I just checked that this flag "wasm_gc" can be manually enabled in the nightly build version.

P1umer

Reporter

Comment 6

•

2 years ago

(In reply to Andrew McCreight [:mccr8] from comment #3)

The revision in comment 0 appears to be a git hash from gecko-dev. The hg revision is here.

In the future, please use an hg revision, or at least specify where you are getting your revision from if you are using some git thing. Thanks.

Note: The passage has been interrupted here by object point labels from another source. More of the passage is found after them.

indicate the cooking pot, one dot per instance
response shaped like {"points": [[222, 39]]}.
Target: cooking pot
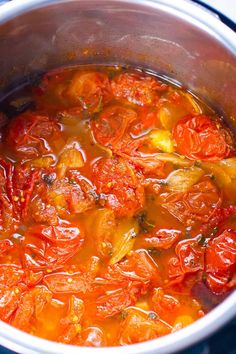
{"points": [[176, 39]]}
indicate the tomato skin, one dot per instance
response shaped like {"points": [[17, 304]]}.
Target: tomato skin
{"points": [[50, 247], [111, 124], [163, 303], [69, 324], [5, 246], [115, 302], [29, 134], [73, 194], [136, 88], [30, 307], [196, 205], [221, 261], [199, 138], [62, 89], [190, 258], [139, 326], [138, 266], [118, 185], [162, 238], [221, 252], [92, 337]]}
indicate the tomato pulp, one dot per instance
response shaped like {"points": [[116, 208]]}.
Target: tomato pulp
{"points": [[117, 208]]}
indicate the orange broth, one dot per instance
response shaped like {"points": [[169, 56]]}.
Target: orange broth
{"points": [[117, 207]]}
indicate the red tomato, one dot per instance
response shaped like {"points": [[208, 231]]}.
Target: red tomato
{"points": [[221, 261], [147, 118], [164, 304], [30, 134], [162, 238], [89, 90], [199, 138], [91, 337], [11, 275], [71, 195], [5, 246], [9, 301], [221, 252], [138, 266], [31, 305], [137, 88], [190, 258], [198, 204], [50, 246], [140, 326], [67, 89], [118, 185], [109, 127], [69, 324], [116, 301], [79, 281]]}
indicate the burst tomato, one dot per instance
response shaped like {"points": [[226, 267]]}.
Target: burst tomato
{"points": [[109, 127], [196, 205], [199, 138], [136, 88], [30, 135], [118, 185], [50, 246]]}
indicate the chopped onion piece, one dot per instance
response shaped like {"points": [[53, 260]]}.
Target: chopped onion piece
{"points": [[123, 239], [162, 140], [70, 158], [183, 179]]}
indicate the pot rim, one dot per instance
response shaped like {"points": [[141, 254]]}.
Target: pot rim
{"points": [[22, 342]]}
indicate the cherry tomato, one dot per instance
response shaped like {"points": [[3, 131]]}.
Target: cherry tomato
{"points": [[147, 118], [79, 281], [140, 326], [190, 258], [9, 301], [31, 305], [118, 185], [138, 266], [30, 134], [109, 127], [221, 252], [73, 194], [5, 246], [91, 337], [62, 89], [164, 304], [196, 205], [11, 275], [221, 261], [90, 90], [137, 88], [50, 246], [115, 302], [70, 324], [162, 238], [199, 138]]}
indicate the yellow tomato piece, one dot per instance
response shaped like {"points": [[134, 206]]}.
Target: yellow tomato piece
{"points": [[70, 158], [162, 140], [183, 321], [123, 239]]}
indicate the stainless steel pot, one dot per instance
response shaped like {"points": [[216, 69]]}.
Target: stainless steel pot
{"points": [[174, 38]]}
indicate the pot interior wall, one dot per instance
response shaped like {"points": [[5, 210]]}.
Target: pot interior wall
{"points": [[143, 34]]}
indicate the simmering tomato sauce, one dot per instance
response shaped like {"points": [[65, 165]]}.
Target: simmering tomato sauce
{"points": [[117, 207]]}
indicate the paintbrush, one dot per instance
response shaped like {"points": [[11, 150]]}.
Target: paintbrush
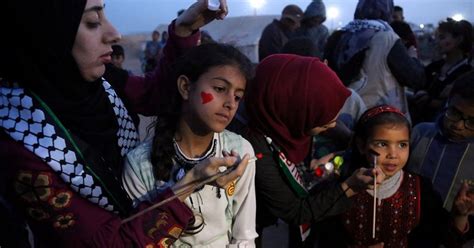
{"points": [[188, 188], [374, 155]]}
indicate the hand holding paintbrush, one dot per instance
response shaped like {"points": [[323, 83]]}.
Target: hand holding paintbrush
{"points": [[212, 170]]}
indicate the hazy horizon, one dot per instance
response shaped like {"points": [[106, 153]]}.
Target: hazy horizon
{"points": [[137, 16]]}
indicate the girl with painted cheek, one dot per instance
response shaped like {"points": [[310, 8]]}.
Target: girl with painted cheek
{"points": [[209, 82], [408, 211]]}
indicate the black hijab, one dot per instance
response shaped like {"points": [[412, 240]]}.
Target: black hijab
{"points": [[38, 55]]}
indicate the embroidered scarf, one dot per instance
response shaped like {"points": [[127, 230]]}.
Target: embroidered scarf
{"points": [[27, 119]]}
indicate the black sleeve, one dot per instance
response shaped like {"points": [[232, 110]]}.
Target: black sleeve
{"points": [[407, 70], [436, 224], [276, 197]]}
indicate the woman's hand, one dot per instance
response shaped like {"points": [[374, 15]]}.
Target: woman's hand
{"points": [[324, 159], [197, 16], [209, 168], [362, 179]]}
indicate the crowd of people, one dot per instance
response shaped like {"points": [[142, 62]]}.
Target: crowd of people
{"points": [[346, 136]]}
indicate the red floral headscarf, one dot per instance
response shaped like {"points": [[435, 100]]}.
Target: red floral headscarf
{"points": [[291, 95]]}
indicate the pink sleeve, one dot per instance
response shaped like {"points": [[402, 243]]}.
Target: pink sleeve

Sorry for that, I will add this info in the future report.

Julian Seward [:jseward]

Assignee

Comment 7

•

2 years ago

Reproduced on aarch64-linux (Debian 12), Cortex A72, with
../src/configure --disable-debug --enable-optimize="-g -O2" --disable-jemalloc --disable-tests --disable-shared-js --disable-sysroot
./dist/bin/js --wasm-function-references --wasm-gc --wasm-compiler=ion bug1843991_testcase.js

=> 0x00001f0866050cd4:  ldr     x9, [x11, #64]
   0x00001f0866050cd8:  cmp     x23, x9
   0x00001f0866050cdc:  b.eq    0x1f0866050d20  // b.none
   0x00001f0866050ce0:  str     x23, [x28, #8]

Julian Seward [:jseward]

Assignee

Comment 8

•

2 years ago

Initial observations:

is arm64 specific. Reproduces on arm64 (both native and simulator) but not on arm32, x86 or x86_64
requires a no-assertions build (--disable-debug); but any optimisation level is ok
requires --wasm-compiler=ion; =baseline is unaffected

The test case appears to do a (wasm-gc) null pointer dereference, which is caught by our runtime as we'd expect. Except -- it is not caught in the case of this bug; so it shows up as a segfault that takes out the process. I wonder if the table(s) that track instructions that might segfault as part of a wasm-gc null check, are incomplete or incorrect in this case.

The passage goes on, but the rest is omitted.